Tomó el documento, pero a medida que leía, algo dentro de ella comenzó a romperse en silencio. Sus ojos se agrandaban con cada línea y sintió el pecho colapsar, un vacío helado que le recordaba otra vez que ser buena no basta, que la crueldad siempre encuentra la forma de volver. Cada sueño que había cuidado con tanto esmero se desplomó en un suspiro contenido, como castillos de humo arrasados por una tormenta que no vio venir y aun así… alzó la vista.

—¿Esto… esto qué significa, señor Santa Rosa? —Tragó el nudo en su garganta con la fuerza de quien se niega a morir del todo y con voz quebrada, pero firme, se atrevió a preguntar.

—Creí que fue redactado para que usted lo entendiera —comentó con una pizca de burla, como si la tratara de tonta. Riley por primera vez vio en ese sujeto una expresión cruel, una sonrisa que le hizo sentir escalofríos—. Está muy claro, pero se lo resumiré… Usted le debe a mi cliente todo lo que tiene y a cambio solo le pide lo que está en ese contrato.
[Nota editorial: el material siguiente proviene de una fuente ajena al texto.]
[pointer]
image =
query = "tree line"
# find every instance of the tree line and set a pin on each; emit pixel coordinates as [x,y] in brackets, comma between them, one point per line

En dado caso de que se niegue, deberá pagar todo lo que se le dio.

—Esto es imposible... —susurró apenas audible Riley—. No tengo dinero... y no puedo hacer lo que me está pidiendo.

—Eso debió pensarlo antes de aceptar la ayuda de mi cliente. —El abogado, ahora de rostro imperturbable y modales afilados, cruzó los brazos con impaciencia.

Riley levantó la mirada, rota. Las lágrimas resbalaban por sus mejillas sin permiso.

—Era una niña —dijo, con la voz hecha trizas—. Estaba sola... no tenía a nadie.

—No hay tiempo para esto. ¿Qué decide? —suspiró con fastidio, como si ya hubiera visto demasiadas veces ese mismo espectáculo.

Riley cerró los ojos un instante, luchando contra la marea de miedo y dolor que amenazaba con arrastrarla. Su cuerpo temblaba, pero no se dejó caer… Tragó el llanto, se limpió las lágrimas con el dorso de la mano y respiró hondo.

—Voy a pagarle —dijo con una determinación que no tenía antes—. Cada centavo.

—Sí, claro. Todas dicen eso. Y al final, regresan... cuando descubren que no pueden con la deuda. —La miró un momento, luego soltó una carcajada seca, sin alegría.

Riley no respondió, en cambio, apretó los labios y contuvo el temblor en la mandíbula. Se quedó en silencio porque sabía que lo que venía no sería fácil, pero también sabía que esta vez no se iba a rendir.

Y con esa idea firme trabajó incansablemente en cualquier trabajo, de lo que fuera, para cumplir la cuota que ese infame señor le impuso pagar cada mes, pero incluso así, ella no dejó su sueño atrás y por eso se encontraba en ese asilo. Era uno de sus tantos empleos, el que le daba poco dinero, pero una paz extraña. No era fácil cuidar a personas mayores, pero en ese lugar, al menos, nadie le pedía nada, solo que hiciera bien su trabajo.

Ese día el pasillo olía a desinfectante y a sopa de lentejas. El sol se colaba tímido por las persianas, pintando líneas doradas en el suelo pulido. Riley caminaba con su uniforme blanco ajustado a las caderas, el cabello rubio recogido y las ojeras pronunciadas. Salía de una habitación, alisando con las manos los dobleces de su bata, cuando escuchó una tos familiar.

—Ya estás tarde, niña —dijo una voz rasposa detrás de ella.

—Solo cinco minutos. —Sonrió al voltear y lo vio en la sala de estar, sentado en la misma mesa de siempre, con el periódico sobre las piernas y su imperdible café tibio. Don Emiliano, el hombre que nunca tuvo hijos, ni esposa, ni nadie que apareciera a visitarlo los fines de semana. Había hecho su fortuna en negocios que nunca contaba del todo y al final, ahí estaba, rico, solo y algo testarudo, pero con Riley se ablandaba. Ella tampoco hablaba mucho de sí misma, pero él no necesitaba preguntar porque había vivido lo suficiente para reconocer el cansancio detrás de una sonrisa.